MDT is a leading company in a volatile sector, and has had to contend with being a “hot” growth stock (i.e., being “over owned” and “overvalued”) for many years. Now, currently trading at about $36 and yielding 2.3% (with 12 years of consecutive double-digit-percentage dividend increases behind it), MDT appears reasonably attractively valued. It would be even more so at the $30 level (and corresponding 2.7% dividend yield), which would be my cost basis if ultimately put the shares.
Mobile Telesystems OJSC [[MBT]] – On 10/23/09 I sold some March 35-strike puts against MBT as the stock sold off on market weakness:
MBT is the largest cellular provider in Russia and the Commonwealth of Independent States, and its recent purchase of a controlling stake in landline operator COMSTAR-UTS is expected to now offer it growth opportunities in broadband. Trading at about $52 and yielding about 5% (based on MBT’s expected 2009 dividend payout), the shares are currently in a strong intermediate-term uptrend – a picture that would change only on a drop below about $40-$42.
Fair value targets for this stock calculate to anywhere from about $40 up to over $100 (depending on the valuation method and growth estimates used), suggesting that it may still be reasonably valued here. While there are risks to owning such emerging market stocks, its reasonable valuation and MBT’s shareholder friendly dividend policy make me very comfortable with the idea of owning the shares down at the $35 level, which would be my cost basis if ultimately put the stock.
Trustmark Corp. [[TRMK]] – On 10/21/09 I sold some February 15-strike puts against TRMK as it sold off on weakness in the financial sector:
Headquartered in Mississippi, Trustmark Corp. is a bank holding company with more than 150 locations in Mississippi, Florida, Texas, and Tennessee. Unlike Cullen/Frost Bankers (see above), Trustmark did choose to participate in the TARP program, but elected to do so as a “healthy, well-capitalized bank.”
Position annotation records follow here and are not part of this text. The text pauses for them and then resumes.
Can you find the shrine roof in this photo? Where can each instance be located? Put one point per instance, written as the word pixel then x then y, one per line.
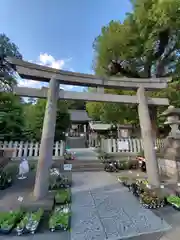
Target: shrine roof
pixel 79 116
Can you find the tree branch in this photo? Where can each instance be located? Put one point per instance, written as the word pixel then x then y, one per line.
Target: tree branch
pixel 116 67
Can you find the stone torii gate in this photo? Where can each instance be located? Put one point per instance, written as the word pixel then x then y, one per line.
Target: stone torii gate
pixel 55 77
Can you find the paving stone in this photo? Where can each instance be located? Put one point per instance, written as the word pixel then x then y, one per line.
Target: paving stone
pixel 82 198
pixel 53 236
pixel 116 214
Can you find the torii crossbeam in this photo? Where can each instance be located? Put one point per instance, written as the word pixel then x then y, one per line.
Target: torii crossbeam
pixel 55 77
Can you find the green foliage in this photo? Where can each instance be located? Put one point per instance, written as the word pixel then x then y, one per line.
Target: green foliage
pixel 34 115
pixel 12 117
pixel 7 48
pixel 146 44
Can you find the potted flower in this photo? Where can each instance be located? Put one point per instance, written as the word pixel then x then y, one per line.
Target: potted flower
pixel 174 201
pixel 63 196
pixel 60 219
pixel 5 180
pixel 30 222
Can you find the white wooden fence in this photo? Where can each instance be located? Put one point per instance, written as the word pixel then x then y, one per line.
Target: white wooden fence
pixel 132 145
pixel 31 149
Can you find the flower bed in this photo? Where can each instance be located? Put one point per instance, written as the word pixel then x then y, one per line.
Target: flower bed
pixel 63 196
pixel 57 181
pixel 8 220
pixel 174 201
pixel 60 219
pixel 5 180
pixel 30 222
pixel 147 197
pixel 150 199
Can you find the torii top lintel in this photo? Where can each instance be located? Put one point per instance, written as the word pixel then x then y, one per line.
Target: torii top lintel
pixel 37 72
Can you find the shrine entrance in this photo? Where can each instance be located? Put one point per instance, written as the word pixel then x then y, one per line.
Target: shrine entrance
pixel 56 77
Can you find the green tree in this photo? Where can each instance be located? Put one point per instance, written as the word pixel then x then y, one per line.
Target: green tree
pixel 7 48
pixel 145 45
pixel 11 118
pixel 35 115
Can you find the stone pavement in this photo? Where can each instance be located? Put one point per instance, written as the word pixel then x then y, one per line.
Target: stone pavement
pixel 103 209
pixel 84 153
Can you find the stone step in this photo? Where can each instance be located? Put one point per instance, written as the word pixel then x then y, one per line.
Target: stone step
pixel 88 169
pixel 91 165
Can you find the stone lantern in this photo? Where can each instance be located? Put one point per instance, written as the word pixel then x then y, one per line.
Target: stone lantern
pixel 171 151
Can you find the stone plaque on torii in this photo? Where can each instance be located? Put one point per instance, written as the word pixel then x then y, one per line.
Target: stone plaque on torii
pixel 56 77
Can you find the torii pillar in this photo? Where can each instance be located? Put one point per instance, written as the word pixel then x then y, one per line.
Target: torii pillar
pixel 148 141
pixel 47 142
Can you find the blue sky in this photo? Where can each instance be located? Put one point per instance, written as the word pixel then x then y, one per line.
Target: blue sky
pixel 59 32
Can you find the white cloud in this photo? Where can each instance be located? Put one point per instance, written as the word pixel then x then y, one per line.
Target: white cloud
pixel 46 59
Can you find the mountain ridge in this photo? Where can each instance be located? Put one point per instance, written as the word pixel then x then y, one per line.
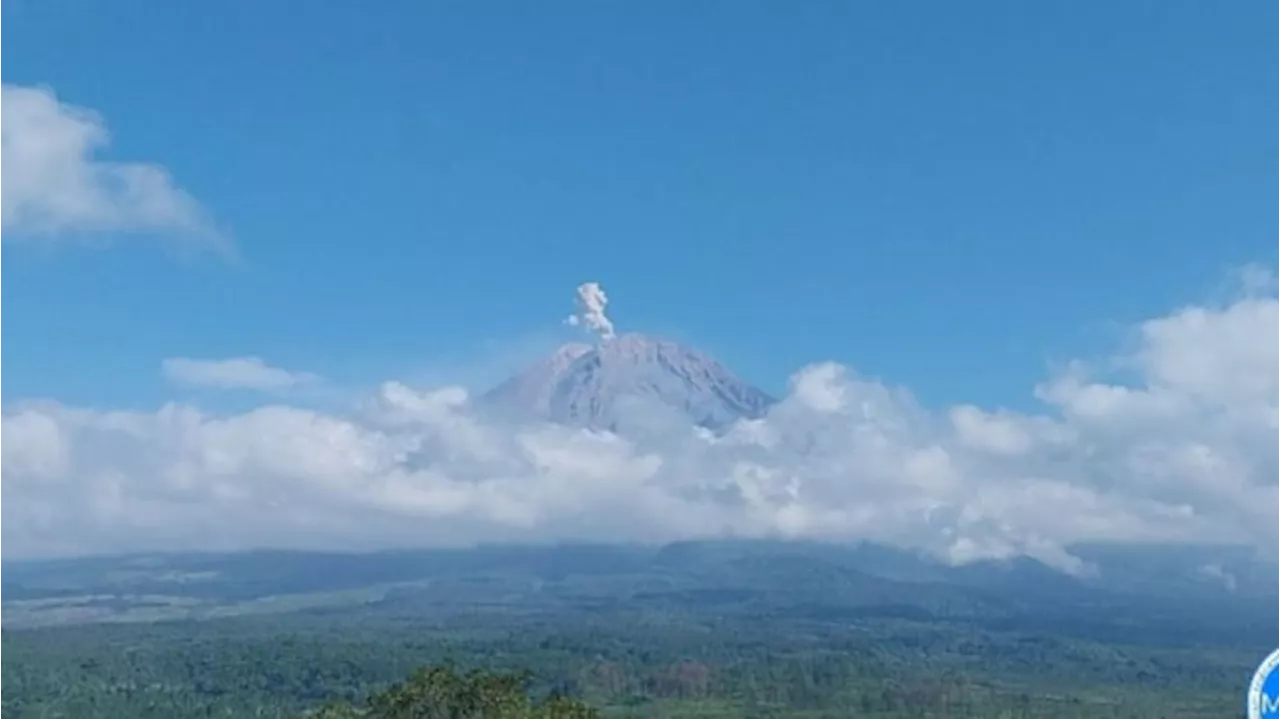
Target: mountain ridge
pixel 611 384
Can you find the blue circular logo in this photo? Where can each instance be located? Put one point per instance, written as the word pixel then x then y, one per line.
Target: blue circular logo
pixel 1264 701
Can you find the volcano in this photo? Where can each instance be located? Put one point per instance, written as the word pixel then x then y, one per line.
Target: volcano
pixel 600 387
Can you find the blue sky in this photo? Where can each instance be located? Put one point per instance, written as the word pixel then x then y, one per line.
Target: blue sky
pixel 947 196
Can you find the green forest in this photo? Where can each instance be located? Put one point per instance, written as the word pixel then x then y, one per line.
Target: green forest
pixel 698 631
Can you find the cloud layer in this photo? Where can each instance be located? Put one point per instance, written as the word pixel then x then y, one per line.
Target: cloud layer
pixel 1185 450
pixel 51 184
pixel 234 372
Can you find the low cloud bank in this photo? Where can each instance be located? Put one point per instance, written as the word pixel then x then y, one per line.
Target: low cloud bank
pixel 1189 449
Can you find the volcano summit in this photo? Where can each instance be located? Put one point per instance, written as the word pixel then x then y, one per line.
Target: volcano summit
pixel 607 385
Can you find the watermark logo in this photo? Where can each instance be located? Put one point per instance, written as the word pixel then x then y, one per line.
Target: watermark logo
pixel 1264 700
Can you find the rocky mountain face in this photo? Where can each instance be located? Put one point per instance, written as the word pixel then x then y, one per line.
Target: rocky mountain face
pixel 606 385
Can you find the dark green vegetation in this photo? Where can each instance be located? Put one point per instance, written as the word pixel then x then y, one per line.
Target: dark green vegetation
pixel 690 630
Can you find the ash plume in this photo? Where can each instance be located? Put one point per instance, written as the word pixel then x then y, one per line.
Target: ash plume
pixel 590 311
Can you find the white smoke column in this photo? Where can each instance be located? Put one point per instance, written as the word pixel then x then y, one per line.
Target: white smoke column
pixel 590 310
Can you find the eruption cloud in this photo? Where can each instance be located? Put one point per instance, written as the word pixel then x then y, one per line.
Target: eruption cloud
pixel 592 302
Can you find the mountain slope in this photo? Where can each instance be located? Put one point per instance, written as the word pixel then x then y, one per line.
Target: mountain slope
pixel 632 375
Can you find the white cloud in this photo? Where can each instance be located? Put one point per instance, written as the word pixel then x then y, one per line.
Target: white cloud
pixel 53 186
pixel 1187 450
pixel 236 372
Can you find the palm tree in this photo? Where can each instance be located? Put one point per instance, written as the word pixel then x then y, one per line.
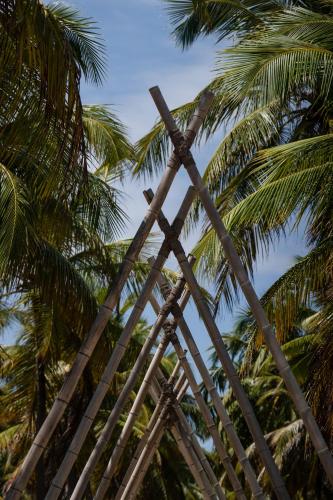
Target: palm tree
pixel 272 171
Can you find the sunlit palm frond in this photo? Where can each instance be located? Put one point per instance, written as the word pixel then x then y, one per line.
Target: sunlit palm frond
pixel 107 141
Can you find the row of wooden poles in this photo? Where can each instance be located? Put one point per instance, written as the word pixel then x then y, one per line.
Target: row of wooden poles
pixel 168 394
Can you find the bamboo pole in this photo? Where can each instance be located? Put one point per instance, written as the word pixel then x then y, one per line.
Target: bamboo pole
pixel 130 421
pixel 66 393
pixel 195 465
pixel 190 432
pixel 133 415
pixel 183 389
pixel 206 413
pixel 200 364
pixel 125 394
pixel 250 476
pixel 156 395
pixel 147 454
pixel 102 388
pixel 257 309
pixel 149 450
pixel 223 355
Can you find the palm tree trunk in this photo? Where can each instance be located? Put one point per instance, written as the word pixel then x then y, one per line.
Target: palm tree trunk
pixel 223 355
pixel 91 411
pixel 66 393
pixel 257 309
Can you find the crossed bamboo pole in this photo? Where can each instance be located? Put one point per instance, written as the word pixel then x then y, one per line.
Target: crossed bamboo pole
pixel 185 445
pixel 66 393
pixel 225 459
pixel 105 435
pixel 155 393
pixel 132 478
pixel 223 356
pixel 303 409
pixel 196 446
pixel 102 388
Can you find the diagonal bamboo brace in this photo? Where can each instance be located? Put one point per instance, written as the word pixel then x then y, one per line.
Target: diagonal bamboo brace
pixel 123 398
pixel 225 459
pixel 169 331
pixel 156 395
pixel 303 409
pixel 186 449
pixel 224 358
pixel 190 432
pixel 119 351
pixel 66 393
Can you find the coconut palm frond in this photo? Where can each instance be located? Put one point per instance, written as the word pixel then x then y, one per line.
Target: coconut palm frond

Valuation analysis shows current fair values estimates ranging from $12 to over $30 a share. Currently trading at about $18 and yielding 5%, the shares appear to be reasonably valued here. Technically, however, they’re presenting a neutral intermediate-term picture at best.
Up until the recent financial crisis, Trustmark had a 35-year record of consecutive dividend increases. However the dividend has remained unchanged now since the last increase in late 2007 – but it hasn’t been cut either. Given TRMK’s good dividend history and the company’s decent fundamentals, I’m comfortable owning the shares down at the $15 level or below, which would be my cost basis if they’re ultimately put to me.